Actually all three works feature the orchestra in a spectacular manner, so it should be a real treat for the audience.

Richard Wagner

How healthy is the Madison Symphony Orchestra now in terms of finances, artistic achievement and audiences?

The Madison Symphony continues to draw broad support from our subscribers, single ticket buyers, and major donors. I’m particularly proud of the major increase in student attendees, and very proud of our educational programs interacting with our wonderful community.

I would encourage people who have not been to a symphony concert to take advantage of our 50% discount for first time subscribers and sign up. This season’s programs are rich and varied, and I think a first-timer will have a marvelous experience.

(Editor’s note: Until this Thursday, Sept. 26, the MSO is making a special offer that any new subscriber can receive 50% off on a subscription of five or more concerts. Details are at: http://www.madisonsymphony.org/newsub

After that our regular offer to new subscribers is that they can save UP TO 50% off a subscription. (50% off when people subscribe to 7 or 8 concerts and 40% off when people subscribe to 5 or 6 concerts.)

MSO-HALL

What goals have you met in your 20-year tenure and what goals remain to be fulfilled?

My goals in the beginning were to increase the size of the audience by going to triple performances; increase the size of the string section; expand the repertoire; challenge the players, and lobby for a better performance space. (Below is Overture Hall, the permanent home of the MSO.)

These goals were not only met, but the results have far exceeded even my expectations. There is still much more repertoire to explore, ever-expanding educational opportunities to develop still more audiences for classical music, and the constant addition of major new performing artists that I would like to bring to our audiences.

Overture Hall

What conclusions about your 20-year tenure with the MSO would you like the audience to hear and take away from hearing this opening concert of your anniversary season?

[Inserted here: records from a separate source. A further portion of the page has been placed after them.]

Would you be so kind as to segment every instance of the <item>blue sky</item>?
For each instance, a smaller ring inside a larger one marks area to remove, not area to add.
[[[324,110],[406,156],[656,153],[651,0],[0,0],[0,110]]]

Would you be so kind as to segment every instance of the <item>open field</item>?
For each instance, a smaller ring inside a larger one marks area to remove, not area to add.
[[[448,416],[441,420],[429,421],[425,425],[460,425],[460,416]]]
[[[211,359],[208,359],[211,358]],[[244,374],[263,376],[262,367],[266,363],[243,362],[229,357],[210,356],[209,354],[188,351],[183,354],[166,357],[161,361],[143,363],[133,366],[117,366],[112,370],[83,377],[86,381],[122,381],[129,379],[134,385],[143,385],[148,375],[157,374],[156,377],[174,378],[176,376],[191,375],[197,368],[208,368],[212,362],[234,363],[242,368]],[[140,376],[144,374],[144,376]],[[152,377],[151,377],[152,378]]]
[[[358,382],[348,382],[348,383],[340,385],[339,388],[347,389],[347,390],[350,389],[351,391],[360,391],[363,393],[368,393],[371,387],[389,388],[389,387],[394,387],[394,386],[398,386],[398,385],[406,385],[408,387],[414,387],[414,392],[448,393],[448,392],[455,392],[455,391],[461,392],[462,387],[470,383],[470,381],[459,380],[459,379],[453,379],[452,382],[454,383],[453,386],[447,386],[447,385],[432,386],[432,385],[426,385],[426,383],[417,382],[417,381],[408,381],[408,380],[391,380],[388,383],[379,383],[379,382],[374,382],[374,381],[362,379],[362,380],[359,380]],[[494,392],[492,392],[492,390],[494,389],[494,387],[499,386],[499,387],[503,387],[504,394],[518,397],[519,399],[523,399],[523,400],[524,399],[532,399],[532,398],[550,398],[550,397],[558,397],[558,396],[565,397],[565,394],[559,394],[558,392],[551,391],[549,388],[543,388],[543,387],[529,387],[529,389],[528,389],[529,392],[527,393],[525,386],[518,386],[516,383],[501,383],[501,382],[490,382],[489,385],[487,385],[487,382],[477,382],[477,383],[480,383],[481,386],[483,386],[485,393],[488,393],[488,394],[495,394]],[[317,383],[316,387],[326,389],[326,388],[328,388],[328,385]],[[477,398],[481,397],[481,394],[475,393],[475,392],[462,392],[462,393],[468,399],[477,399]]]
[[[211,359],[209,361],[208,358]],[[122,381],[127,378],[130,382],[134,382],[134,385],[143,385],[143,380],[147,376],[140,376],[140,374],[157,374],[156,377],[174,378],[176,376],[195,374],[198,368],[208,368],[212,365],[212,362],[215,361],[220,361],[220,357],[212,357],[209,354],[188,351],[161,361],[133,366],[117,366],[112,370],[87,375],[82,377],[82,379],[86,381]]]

I would like the audience to feel how blessed we are in this community to have such a fine orchestra that adores performing for its audience and is deeply committed to artistic excellence, and how worthy it is to continue to have great music enrich our lives in live performances that bring musician, audience member, and the music itself, together in a unique way.

MSO playing

And lastly, I am so grateful and forever indebted to Pleasant Rowland and Jerry Frautschi for giving us the Overture Center for the Arts. It is the thrill of my lifetime to be able to perform in this beautiful space. I also would like to add how much my lovely wife Barbara (below top), and my beautiful daughter Jennifer (below bottom) have loved living, growing up, and studying in this great city of Madison. Thank you from all of us to the community.